EXCLUSIVE: “Sacrosanct Features Of Black Box”
Due to the recent crashes of aircraft around the world, passengers have however argued on the exclusive importance of the Black Box in an aircraft, as it has been a major concern and has continued to raise dust.
Although plane crashes are statistically rare, when one does happen, it’s the black box that is the key to figuring out what went wrong.
Despite the name, they’re not actually black, but bright orange, so they can be easily found. An electronic device stored at the tail of the plane that records flight information (black box). Airplanes have two of them: the Cockpit Voice Recorder (CVR), and the Flight Data Recorder (FDR).
The CVR records conversations, air traffic control and warning sounds in the cockpit from the two most recent hours of a flight. The FDR keeps track of the plane’s vital information, like speed, altitude, engine power, fuel levels, temperature and flight controls. It records up to 25 hours of data, and after that it records over existing data.
Black boxes can get damaged, but their “crash-survivable memory units,” which protect the memory cards, are practically indestructible.

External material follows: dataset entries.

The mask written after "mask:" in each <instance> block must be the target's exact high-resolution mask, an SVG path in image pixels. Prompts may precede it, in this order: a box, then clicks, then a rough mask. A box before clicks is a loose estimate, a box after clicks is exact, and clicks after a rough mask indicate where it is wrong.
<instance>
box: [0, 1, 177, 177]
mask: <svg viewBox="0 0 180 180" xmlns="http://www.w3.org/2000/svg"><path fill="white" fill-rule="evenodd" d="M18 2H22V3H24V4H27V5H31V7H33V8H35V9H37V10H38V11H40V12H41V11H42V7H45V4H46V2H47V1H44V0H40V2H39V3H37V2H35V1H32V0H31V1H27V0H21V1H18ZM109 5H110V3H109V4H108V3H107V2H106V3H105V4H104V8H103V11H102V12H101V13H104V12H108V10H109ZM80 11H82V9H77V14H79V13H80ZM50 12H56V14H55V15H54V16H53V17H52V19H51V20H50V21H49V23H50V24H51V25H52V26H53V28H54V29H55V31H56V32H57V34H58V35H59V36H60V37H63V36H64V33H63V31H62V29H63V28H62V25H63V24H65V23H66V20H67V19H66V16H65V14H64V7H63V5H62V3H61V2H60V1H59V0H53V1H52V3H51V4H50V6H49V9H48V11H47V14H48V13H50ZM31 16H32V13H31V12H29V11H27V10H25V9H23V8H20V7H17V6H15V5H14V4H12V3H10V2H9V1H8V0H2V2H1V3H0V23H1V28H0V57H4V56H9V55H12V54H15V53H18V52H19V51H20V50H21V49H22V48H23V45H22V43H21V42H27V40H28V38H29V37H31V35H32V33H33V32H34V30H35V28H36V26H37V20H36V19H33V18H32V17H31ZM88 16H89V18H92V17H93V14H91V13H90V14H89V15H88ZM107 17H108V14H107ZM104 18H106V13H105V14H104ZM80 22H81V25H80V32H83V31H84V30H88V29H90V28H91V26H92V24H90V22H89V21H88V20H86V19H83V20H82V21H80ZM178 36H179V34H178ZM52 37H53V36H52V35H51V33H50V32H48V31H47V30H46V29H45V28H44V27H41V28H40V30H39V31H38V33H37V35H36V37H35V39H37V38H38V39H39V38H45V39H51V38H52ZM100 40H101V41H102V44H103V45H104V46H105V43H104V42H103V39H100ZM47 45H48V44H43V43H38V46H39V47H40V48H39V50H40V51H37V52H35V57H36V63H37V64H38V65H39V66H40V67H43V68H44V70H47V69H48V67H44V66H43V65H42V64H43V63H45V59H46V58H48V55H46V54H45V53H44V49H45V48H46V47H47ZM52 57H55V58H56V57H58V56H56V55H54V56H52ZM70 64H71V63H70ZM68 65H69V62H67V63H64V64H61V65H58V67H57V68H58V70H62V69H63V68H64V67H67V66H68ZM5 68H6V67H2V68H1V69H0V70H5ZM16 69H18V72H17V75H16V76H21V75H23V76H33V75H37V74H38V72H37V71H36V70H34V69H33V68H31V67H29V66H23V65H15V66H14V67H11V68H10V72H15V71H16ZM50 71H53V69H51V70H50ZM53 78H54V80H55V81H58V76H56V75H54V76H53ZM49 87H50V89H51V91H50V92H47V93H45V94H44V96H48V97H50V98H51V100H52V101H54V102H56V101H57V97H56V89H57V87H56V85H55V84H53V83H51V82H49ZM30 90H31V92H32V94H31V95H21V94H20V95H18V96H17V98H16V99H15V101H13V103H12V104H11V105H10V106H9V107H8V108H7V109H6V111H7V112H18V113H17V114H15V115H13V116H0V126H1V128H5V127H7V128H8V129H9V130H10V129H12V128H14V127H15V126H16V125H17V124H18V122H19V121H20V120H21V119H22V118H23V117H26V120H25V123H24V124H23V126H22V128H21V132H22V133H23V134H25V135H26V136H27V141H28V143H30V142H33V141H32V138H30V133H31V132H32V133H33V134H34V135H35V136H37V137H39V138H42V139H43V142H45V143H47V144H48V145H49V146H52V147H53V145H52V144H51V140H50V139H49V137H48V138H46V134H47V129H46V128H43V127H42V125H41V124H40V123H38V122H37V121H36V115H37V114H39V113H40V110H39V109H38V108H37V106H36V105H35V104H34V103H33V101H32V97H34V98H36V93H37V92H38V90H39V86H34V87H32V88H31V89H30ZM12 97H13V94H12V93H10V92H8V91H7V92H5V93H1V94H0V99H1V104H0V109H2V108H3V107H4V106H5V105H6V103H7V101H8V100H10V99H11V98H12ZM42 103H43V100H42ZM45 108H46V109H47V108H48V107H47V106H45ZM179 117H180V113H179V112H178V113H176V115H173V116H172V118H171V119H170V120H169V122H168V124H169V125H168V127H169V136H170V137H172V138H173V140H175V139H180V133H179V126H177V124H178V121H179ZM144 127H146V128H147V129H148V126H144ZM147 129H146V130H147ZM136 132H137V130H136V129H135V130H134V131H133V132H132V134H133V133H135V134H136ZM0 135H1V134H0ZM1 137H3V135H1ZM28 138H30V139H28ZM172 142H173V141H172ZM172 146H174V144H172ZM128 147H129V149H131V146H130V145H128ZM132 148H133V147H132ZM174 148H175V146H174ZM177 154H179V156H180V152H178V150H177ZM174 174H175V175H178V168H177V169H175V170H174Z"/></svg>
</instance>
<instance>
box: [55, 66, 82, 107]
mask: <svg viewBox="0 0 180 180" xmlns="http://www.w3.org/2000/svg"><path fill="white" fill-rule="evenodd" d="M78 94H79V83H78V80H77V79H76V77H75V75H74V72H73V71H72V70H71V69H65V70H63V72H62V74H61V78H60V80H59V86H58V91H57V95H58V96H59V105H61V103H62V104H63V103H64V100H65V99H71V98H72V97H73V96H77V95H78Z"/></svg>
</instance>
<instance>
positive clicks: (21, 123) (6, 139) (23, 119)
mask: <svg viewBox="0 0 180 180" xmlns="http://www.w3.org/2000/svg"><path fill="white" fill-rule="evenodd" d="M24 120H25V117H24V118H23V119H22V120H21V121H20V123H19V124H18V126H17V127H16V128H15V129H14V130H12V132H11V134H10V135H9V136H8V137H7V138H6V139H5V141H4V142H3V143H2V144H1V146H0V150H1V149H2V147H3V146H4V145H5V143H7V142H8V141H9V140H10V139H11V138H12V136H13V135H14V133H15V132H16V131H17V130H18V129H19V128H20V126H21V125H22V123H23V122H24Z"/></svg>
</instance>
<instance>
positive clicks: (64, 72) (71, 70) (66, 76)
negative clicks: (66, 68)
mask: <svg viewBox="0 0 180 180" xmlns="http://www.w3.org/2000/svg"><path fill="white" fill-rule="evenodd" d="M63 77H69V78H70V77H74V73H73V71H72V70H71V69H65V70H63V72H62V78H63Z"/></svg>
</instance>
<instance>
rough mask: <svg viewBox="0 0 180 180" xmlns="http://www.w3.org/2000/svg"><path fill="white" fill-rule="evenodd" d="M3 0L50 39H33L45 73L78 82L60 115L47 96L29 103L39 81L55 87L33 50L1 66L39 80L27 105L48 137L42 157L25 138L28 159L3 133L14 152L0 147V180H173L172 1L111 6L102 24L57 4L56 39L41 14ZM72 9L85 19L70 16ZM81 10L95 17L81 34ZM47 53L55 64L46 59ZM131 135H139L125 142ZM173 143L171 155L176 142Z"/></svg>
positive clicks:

They’re wrapped in a thin layer of aluminum, an inch of high-temperature insulation and are covered in stainless steel or titanium.
Black boxes are built to survive acceleration up to 3,400 Gs, an hour in temperatures as high as 2,000 degrees Fahrenheit and to survive being submerged in water at a depth of not less than 20,000 feet. They have an underwater beacon that emits a pulse every second and is detectible by sonar for about 30 days.
With hundreds of thousands of flights taking off daily around the world, when it comes to the essential roles of black boxes on planes, at least you can say, “Now I get it.”